With all of this backstory in mind, I was quite dumbfounded with the discussion around DrupalCMS at this year’s DrupalCon. The project itself is not what confounds me…I think that DrupalCMS will be a well-thought-out and intentional implementation of the sort of project that WordPress went for and missed…but rather the discussions spinning out of it about a theme marketplace, potentially a paid theme marketplace. I left the Driesnote on a pessimistic note this year, thinking to myself, “So, we’re WordPress now? Just like that?”
My discouragement has settled a bit since then (it actually took me quite a bit to have my thoughts together enough to write this), but I’m still concerned that the Drupal community is letting the winds blow it in the wrong direction. DrupalCMS is, I think, a positive step that will make Drupal an accessible alternative for small businesses and users who need an off-ramp from the WordPress disaster. I just hope that, as it evolves, it does not become victim to the same sorts of decisions that the WordPress community made.
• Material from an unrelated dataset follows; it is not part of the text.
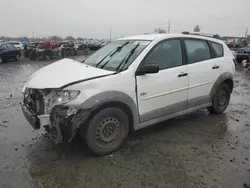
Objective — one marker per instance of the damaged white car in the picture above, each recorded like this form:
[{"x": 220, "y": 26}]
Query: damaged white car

The promise of the open web was freedom…freedom to express ourselves, to start our businesses, to engage with each other around the world. As the flame of social media has (hopefully) began to die out, we need tools that strike a balance between giving the average user what they need to establish space on the web, while still possessing the flexibility to be the solution that is needed, regardless of it’s benefit to a corporation. Otherwise, the web is no longer open. Drupal has always positioned itself as standing in the gap to reinforce the open web. I sincerely hope that it continues to do so.